Entonces, en aquella humilde habitación del enfermo, ¡pasó algo inaudito!
¡Allí se produjo, súbitamente, una tan grande maravilla de la gracia, que para gloria de Dios de las misericordias, merece pasar a la posteridad!
Pues bien; como el Capellán y demás visitantes hicieran ademán de retirarse, el moribundo intervino con autoridad:
-No, quédese, señor Capellán, quédese, Hermana, y tú también, esposa mía, quédate aquí. Porque quiero confesarme delante de todos ustedes. Ofendí a Dios públicamente, por eso quiero hacer una reparación pública, y me confesaré lealmente y sin reticencias delante de todos.
Y como ninguna protesta de los testigos conmovidos hasta las lágrimas se opusiera a la santa obstinación del moribundo, éste se confesó humildemente delante de todos.
Y cuando, mediante la absolución del sacerdote, el perdón divino descendió a su alma, el viejo soldado exclamó fuera de sí, mientras el hombre de Dios le envolvía en un abrazo paternal y afectuoso:
-¡Ah! ¡Qué feliz soy! ¡Este es el día más hermoso de mi vida!

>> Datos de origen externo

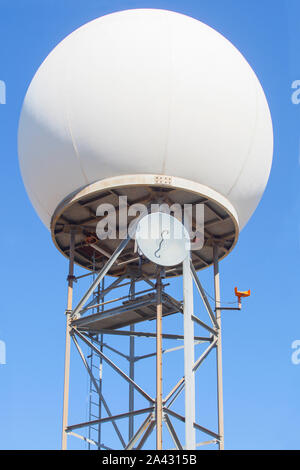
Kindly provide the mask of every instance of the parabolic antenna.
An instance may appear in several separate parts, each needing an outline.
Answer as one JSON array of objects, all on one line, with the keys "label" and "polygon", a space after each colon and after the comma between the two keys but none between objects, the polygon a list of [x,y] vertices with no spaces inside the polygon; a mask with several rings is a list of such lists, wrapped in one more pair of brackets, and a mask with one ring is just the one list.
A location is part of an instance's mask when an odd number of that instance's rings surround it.
[{"label": "parabolic antenna", "polygon": [[164,212],[154,212],[137,224],[135,239],[138,248],[153,263],[176,266],[190,251],[190,237],[175,217]]}]

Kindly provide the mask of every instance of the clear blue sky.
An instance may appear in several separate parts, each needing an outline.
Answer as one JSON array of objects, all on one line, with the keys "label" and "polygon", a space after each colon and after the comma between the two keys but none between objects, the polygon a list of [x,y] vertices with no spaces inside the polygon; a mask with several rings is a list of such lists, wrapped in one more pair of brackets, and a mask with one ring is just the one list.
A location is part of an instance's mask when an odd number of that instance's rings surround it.
[{"label": "clear blue sky", "polygon": [[[300,79],[297,0],[0,0],[0,80],[7,86],[7,103],[0,105],[0,339],[7,346],[7,364],[0,365],[0,448],[60,446],[67,262],[21,180],[22,101],[36,69],[65,36],[98,16],[139,7],[175,10],[215,28],[244,54],[265,90],[275,135],[270,181],[236,249],[221,264],[224,300],[232,300],[235,285],[253,292],[242,312],[223,317],[225,445],[300,449],[300,364],[291,361],[291,344],[300,339],[300,105],[291,102],[291,83]],[[211,292],[209,273],[202,276]],[[77,362],[72,420],[86,417],[87,379]],[[174,360],[170,364],[172,371]],[[142,381],[146,371],[139,370]],[[203,383],[211,379],[209,369],[203,377]],[[203,424],[213,425],[208,391],[197,407]],[[70,447],[77,444],[70,439]]]}]

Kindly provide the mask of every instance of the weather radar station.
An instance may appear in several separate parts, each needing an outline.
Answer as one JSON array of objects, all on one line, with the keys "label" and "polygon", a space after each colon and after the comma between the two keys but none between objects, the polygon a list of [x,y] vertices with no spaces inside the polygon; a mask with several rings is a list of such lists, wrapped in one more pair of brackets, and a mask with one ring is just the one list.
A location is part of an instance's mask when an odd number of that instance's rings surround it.
[{"label": "weather radar station", "polygon": [[[29,198],[69,263],[62,448],[77,438],[95,449],[223,449],[219,262],[262,197],[273,153],[245,58],[172,11],[97,18],[36,72],[18,146]],[[235,294],[240,309],[250,291]],[[90,384],[81,421],[71,359]],[[204,362],[215,426],[199,411]]]}]

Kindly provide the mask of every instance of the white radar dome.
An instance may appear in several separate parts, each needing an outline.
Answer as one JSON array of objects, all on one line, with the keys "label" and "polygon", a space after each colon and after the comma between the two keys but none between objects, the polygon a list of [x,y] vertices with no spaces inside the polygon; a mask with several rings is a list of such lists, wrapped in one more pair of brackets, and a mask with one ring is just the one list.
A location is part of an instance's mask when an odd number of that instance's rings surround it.
[{"label": "white radar dome", "polygon": [[27,91],[18,145],[49,228],[62,201],[91,184],[155,175],[156,185],[196,185],[240,230],[264,192],[273,132],[259,80],[227,39],[179,13],[136,9],[55,47]]}]

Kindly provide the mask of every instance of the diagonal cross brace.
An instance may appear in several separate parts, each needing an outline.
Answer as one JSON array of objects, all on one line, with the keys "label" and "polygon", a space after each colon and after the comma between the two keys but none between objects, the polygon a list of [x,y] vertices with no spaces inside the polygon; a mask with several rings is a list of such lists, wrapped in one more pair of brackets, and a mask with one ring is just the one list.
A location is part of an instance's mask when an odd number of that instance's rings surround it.
[{"label": "diagonal cross brace", "polygon": [[113,361],[111,361],[102,351],[100,351],[98,348],[96,348],[96,346],[91,342],[89,341],[89,339],[83,335],[82,333],[80,333],[78,330],[76,330],[75,328],[73,329],[73,333],[75,333],[77,336],[79,336],[79,338],[82,339],[82,341],[84,341],[88,346],[90,346],[90,348],[92,348],[97,354],[99,354],[99,356],[101,356],[103,358],[103,360],[109,364],[112,369],[114,369],[116,372],[118,372],[119,375],[121,375],[121,377],[123,377],[123,379],[125,379],[127,382],[129,382],[131,385],[133,385],[133,387],[141,394],[143,395],[144,398],[146,398],[146,400],[148,400],[149,402],[151,403],[155,403],[155,400],[153,398],[150,397],[150,395],[148,395],[148,393],[146,393],[139,385],[137,385],[130,377],[128,377],[128,375],[125,374],[125,372],[123,372]]},{"label": "diagonal cross brace", "polygon": [[125,238],[124,240],[122,240],[122,242],[120,243],[120,245],[116,248],[116,250],[113,252],[113,254],[111,255],[110,259],[106,262],[106,264],[103,266],[103,268],[101,269],[101,271],[99,272],[98,276],[96,277],[96,279],[94,280],[94,282],[91,284],[90,288],[86,291],[86,293],[84,294],[84,296],[82,297],[82,299],[79,301],[78,305],[75,307],[75,309],[73,310],[72,312],[72,319],[74,318],[79,318],[79,312],[80,310],[82,309],[82,307],[84,306],[84,304],[86,303],[86,301],[89,299],[89,297],[92,295],[92,293],[94,292],[94,290],[96,289],[96,287],[100,284],[100,282],[102,281],[102,279],[104,278],[104,276],[108,273],[108,271],[110,270],[110,268],[112,267],[112,265],[115,263],[115,261],[117,260],[118,256],[120,256],[120,254],[122,253],[122,251],[124,250],[124,248],[126,247],[126,245],[128,245],[129,243],[129,240],[130,240],[130,236],[128,235],[127,238]]}]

Mandó entonces que trajeran a su lado a sus hijos.
-¡Hijos míos! – les dijo entre sollozos-, quiero que vosotros también seáis testigos de los últimos momentos de vuestro padre. Yo ofendí a Dios, pero acabo de reconciliarme con Él, pues quiero morir cristianamente. ¡Y sabedlo bien, hijos míos, ahora que estoy en paz con Dios, muero contento!
Algunos momentos después de esta escena grandiosa y profundamente emotiva, a petición suya, descendió también la bendición nupcial sobre los dos cónyuges, bendición que fue como un coronamiento de su dicha, indecible dicha que ambos a dos proclamaban.
Entonces, dirigiéndose a todos, con acento de gozo y con dulce serenidad que trascendía más al Cielo que a la tierra, el viejo soldado dijo a los asistentes:
-No lloréis; antes bien, alegraos conmigo, porque, os lo repito, es éste el día más hermoso de mi vida. Por eso quiero, en señal de alegría, que se beba ahora una copa de champaña.
Y se cumplió la última voluntad de aquel extraño moribundo, que con un pie en el Cielo, quería, antes de poner el otro, que el mundo supiera, por su boca, que la verdadera felicidad no reside sino sólo en Dios.